Feita esta introdução, importa agora referir-me a Nick Cave & The Bad Seeds – Live From KCRW, disco de finais de novembro do passado ano. Depois do aborrecido Push The Sky Away (não se enervem, nem me insultem, que é apenas a minha particular opinião), o disco aqui em causa surgiu para recolocar o good ol’ Nick no patamar que merece, e do qual tinha descido, e digo-o com alguma benevolência, dois ou três degraus. Mesmo sabendo que nele se perfilam quatro temas de Push The Sky Away, o registo feito ao vivo para a rádio do Santa Monica College, na Califórnia, tem o brilho, a força redentora e a limpidez dos registos menos grandiosos, e por isso mais íntimos e acolhedores. Parece missa, percebem?, no que a expressão tem de mais delicado e de sentido de perfeita comunhão. Mesmo que no fim os diabos se soltem, a pele se erice e o sangue jorre em “Jack The Ripper”. No entanto, e até esse momento derradeiro, há regressos ao passado que parecem vindos do céu. “Far From Me” e “People Ain’t No Good”, do mais do que sublime The Boatman’s Call, estão presentes e mostram-se canções belas como sempre foram, o mesmo acontecendo com “And No More Shall We Part” e “The Mercy Seat”, esta última do já longínquo Tender Prey. Dos tempos mais remotos há ainda “Stranger Than Kindness”, de Your Funeral… My Trial. Que bonita está! Não parece ter uma ruga… As canções do recente Push The Sky Away presentes neste Live From KCRW ganham outra vida, outro encanto. Aparecem despidas de acessórios, esqueléticas, quase nuas, e confesso que essa nova transparência me fez olhar para elas de maneira mais responsável. São já outras canções em mim… “Mermaids” é disso um bom exemplo, talvez o melhor, até. Mas também a canção tema do disco de estúdio de 2013 surge revigorada. Quanto ao resto, o que haverá mais para dizer? Que os Bad Seeds são irrepreensíveis nas atmosferas sonoras que constroem? Que a presença ao vivo de Cave é, como sempre, única e de um rigor absoluto? Que os violinos choram as dores do intrigante universo de Cave em rodopio, por vezes em ascenção, outras vezes em vertiginoso mergulho até ao mais profundo inferno? Que o seu piano tem a afinação dos deuses, e a sua voz a ternura áspera e doce de um anjo maldito que caiu, abençoadamente, do céu? Não vale a pena dizer mais nada…

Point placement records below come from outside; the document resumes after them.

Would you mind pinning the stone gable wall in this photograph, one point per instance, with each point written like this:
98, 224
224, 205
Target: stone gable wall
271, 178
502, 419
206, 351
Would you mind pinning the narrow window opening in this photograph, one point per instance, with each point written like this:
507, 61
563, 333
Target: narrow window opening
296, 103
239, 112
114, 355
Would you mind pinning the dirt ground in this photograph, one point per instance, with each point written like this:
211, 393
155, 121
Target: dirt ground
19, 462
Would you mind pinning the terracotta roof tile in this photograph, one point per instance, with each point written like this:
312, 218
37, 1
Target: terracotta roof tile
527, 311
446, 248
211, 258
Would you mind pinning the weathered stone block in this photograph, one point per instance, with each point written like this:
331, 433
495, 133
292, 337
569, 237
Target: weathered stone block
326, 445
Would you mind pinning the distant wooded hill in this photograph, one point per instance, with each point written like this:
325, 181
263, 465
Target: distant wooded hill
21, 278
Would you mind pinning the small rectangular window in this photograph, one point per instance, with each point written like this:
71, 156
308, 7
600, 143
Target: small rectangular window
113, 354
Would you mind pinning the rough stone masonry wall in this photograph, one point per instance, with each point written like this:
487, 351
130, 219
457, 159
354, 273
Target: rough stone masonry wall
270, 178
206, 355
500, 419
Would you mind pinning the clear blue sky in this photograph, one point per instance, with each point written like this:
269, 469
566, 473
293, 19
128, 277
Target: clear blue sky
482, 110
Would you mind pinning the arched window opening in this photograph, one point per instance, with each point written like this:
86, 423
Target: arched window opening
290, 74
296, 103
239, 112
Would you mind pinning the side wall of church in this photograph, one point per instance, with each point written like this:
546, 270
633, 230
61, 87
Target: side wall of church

Ouvir Nick Cave & The Bad Seeds – Live From KCRW será o bastante. Façam o favor.
ps: uma última nota para dizer, em plena euforia revivalista desse velho formato de 33 rotações, que as canções “Into My Arms” e “God Is In The House” estão presentes apenas na edição especial do disco em vinil, e portanto, excluídas da edição em cd que serviu de base a este texto.